Carol was standing, and nodding. She was hearing, and part of her was understanding. “I understand.” She was calm (sort of) but, “Nobody had told me yet that this was ‘end-stage’” She nodded. Shuffled her feet.

In short, no doc had actually said yet that Bob was going to die. She suspected. She said she’s talked about it with her family, what they would do, what Bob really wants. But nobody’d SAID it to her yet. She was waiting, fearing, to hear it. And now she’d heard it.

And this is why I have profound respect for intensivists. Because every one I have known has had to deliver this news to someone who deeply loves their patient, this person lying in the bed. And because intensivists are THERE at the ICU bedside, they see this suffering, and they understand that when it is time…it is so important for them to be honest and say that it is time. And the intensivists I've worked with have been honest and I think that takes courage.

The doc said, “I’m very sorry to have to deliver such bad news.” She nodded. She said Bob never wanted this much STUFF (gesturing to the entire room). This is not how he wants to live; they have a living will that is very clear. “He doesn’t want all this,” said Carol, “I’ve talked to the whole family and we all agree that if he isn’t going to get better, he doesn’t want this.” She wobbled. He pretended not to notice. I made eggplant loops and tried not to breathe loudly in the corner.

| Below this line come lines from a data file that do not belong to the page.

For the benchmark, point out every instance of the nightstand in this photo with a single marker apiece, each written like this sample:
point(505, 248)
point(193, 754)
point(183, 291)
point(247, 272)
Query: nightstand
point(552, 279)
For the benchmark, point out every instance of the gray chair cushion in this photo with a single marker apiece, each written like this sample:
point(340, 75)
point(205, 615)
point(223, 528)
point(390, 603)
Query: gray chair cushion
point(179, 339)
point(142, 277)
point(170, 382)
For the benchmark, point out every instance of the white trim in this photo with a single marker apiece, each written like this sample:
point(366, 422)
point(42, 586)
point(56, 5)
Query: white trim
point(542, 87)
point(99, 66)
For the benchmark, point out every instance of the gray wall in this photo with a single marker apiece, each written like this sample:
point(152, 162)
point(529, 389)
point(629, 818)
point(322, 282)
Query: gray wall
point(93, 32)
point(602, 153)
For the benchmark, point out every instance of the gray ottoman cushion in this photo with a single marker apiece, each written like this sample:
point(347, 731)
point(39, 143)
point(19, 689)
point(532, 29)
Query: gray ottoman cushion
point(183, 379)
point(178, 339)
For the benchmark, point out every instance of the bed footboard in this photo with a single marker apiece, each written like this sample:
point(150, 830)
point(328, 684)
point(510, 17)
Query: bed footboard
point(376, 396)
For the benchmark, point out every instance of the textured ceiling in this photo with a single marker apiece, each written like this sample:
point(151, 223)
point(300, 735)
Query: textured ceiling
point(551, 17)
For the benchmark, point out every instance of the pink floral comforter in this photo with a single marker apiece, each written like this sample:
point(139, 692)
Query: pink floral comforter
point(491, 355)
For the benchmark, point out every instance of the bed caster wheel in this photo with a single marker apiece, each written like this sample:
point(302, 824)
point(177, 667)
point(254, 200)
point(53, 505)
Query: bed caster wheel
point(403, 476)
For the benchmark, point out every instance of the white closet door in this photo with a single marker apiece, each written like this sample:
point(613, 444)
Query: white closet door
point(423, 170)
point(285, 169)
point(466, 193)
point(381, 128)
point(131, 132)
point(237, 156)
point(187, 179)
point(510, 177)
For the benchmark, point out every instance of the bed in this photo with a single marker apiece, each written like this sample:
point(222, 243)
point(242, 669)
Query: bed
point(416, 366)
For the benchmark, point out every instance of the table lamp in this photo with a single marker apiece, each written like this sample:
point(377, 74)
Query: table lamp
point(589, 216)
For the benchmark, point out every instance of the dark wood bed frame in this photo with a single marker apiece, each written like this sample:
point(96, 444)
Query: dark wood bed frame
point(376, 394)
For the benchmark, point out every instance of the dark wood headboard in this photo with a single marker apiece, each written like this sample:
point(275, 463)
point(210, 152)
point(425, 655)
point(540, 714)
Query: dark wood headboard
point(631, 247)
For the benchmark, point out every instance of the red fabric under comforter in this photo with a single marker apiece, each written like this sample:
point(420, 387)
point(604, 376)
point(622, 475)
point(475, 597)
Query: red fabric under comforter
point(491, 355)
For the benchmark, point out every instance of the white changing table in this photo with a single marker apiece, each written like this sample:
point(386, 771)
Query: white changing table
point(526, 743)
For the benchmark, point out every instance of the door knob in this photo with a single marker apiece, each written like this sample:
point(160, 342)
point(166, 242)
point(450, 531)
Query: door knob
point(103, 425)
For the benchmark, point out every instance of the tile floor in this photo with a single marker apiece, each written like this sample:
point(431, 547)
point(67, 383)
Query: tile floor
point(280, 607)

The doc said gently, “What we can do, then, is maybe wait a day or two to see if we see any improvement. To be honest, I do not expect any, but no doctor can tell you for sure what will happen. If he does not want us to do this, we can stop this. Why don’t we give it a day or two and then make that decision?” “Okay…..How long?” “Maybe we could re-evaluate, say, Sunday? Will you be here Sunday?” “I will be here Sunday…..I will be with him. I will be here. Yes. I can. I can bring the family Sunday, too. Yes." She nods more.

The doc nods, too. “I am sorry to deliver such bad news.” She thanks him. Nods. He nods. He makes a quiet exit. She turns to the window, which is dark because it is evening. I can see her reflection in it quite clearly. She holds her hands over her face, with her index fingers in the corners of her eyes. She is very still. I think I hear the word, “Sunday,” a whisper.

I stand up and walk softly, in my rubber-soled shoes, up to Carol. I touch her left shoulder, so as not to startle her. And then I wrap my arms around her shoulders and put my ear to her shoulder and squeeze.

She shivers, and then a sound comes out, a little like an infant’s burp. And then there’s the sob…...this...SOB, this reverse gulp of air....less a sound than a shockwave from a mushroom cloud. Before it becomes red or grey, when it's just this visual disruption thing. Not heard, so much as felt , down in the belly, right in the gut...and it feels like it has hit every bystander within 10 miles and made them wobble and gasp for air.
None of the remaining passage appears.